Kreisimpfstützpunkt eröffnet – „Impfwelle rollt“

287 Menschen wurden am ersten Tag in der Stadthalle geimpft – Keine Anmeldung notwendig

Waldkirch (db). Der gemeinsame Kreisimpfstützpunkt (KIS) des Landkreises Emmendingen und der Stadt Waldkirch startete am letzten Samstag. Am Eröffnungstag wurden insgesamt 287 Personen geimpft.


Der Kreisimpfstützpunkt ist im Foyer der Stadthalle eingerichtet. Er ist sechs Tage in der Woche für jeweils vier Stunden geöffnet: montags bis freitags von 15 bis 19 Uhr sowie samstags von 10 bis 14 Uhr (ohne Anmeldung). Binnen weniger Tage wurde das Foyer von der Verwaltung mit Hochdruck für diese Impfungen vorbereitet und mit Trennwänden und vier Impfkabinen eingerichtet, in denen bis zu vier Ärzte mit deren Teams tätig sein werden.

Geplant sind am Tag rund 300 Impfungen. Im neuen Kreisimpfstützpunkt sind sowohl Erst- und Zweitimpfungen als auch die Drittimpfungen („Booster-Impfungen“) möglich. Zwischen der Zweit- und Drittimpfung soll der zeitliche Abstand in der Regel mindestens sechs Monate betragen. Die Impfungen erfolgen für unter 30-Jährige mit „Biontech-Pfizer“ und für Personen über 30 Jahre mit „Moderna“. Impfberechtigt seien nach jetzigem Stand Menschen ab dem 12. Lebensjahr.

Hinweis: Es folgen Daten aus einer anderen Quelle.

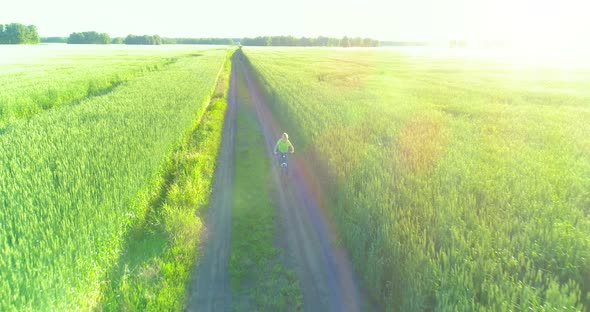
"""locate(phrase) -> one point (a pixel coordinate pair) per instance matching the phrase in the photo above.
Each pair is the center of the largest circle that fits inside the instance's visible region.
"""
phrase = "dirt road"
(324, 271)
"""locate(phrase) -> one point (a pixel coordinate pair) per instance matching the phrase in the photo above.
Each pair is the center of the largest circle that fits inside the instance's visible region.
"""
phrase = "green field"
(87, 137)
(456, 183)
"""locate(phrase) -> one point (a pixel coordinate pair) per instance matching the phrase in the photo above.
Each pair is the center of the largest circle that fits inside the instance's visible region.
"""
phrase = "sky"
(397, 20)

Impfkampagne des Landkreises

Landrat Hanno Hurth, Oberbürgermeister Roman Götzmann, Dr. Dirk Kölblin (Ärztlicher Leiter der Kreisimpfstützpunkte, Pandemiebeauftragter der Kassenärztlichen Vereinigung, Gemeinderat und Arzt aus Teningen), Dr. Thomas Eisele (Medizinischer Leiter, KIS Waldkirch) und Stefan Zimmermann (Projektleiter Stadt Waldkirch für das KIS) stellten den Kreisimpfstützpunkt kurz vor der Eröffnung der Presse vor und betonten unisono das gute Miteinander zwischen Landkreis, Stadt, Ärzteschaft, Kassenärztliche Vereinigung sowie DRK und Feuerwehr (u.a. Transportdienst). In Kenzingen startete am Mittwoch ein weiterer Kreisimpfstützpunkt seine Arbeit, für den Standort Emmendingen gebe es „intensive Gespräche“, so Hurth.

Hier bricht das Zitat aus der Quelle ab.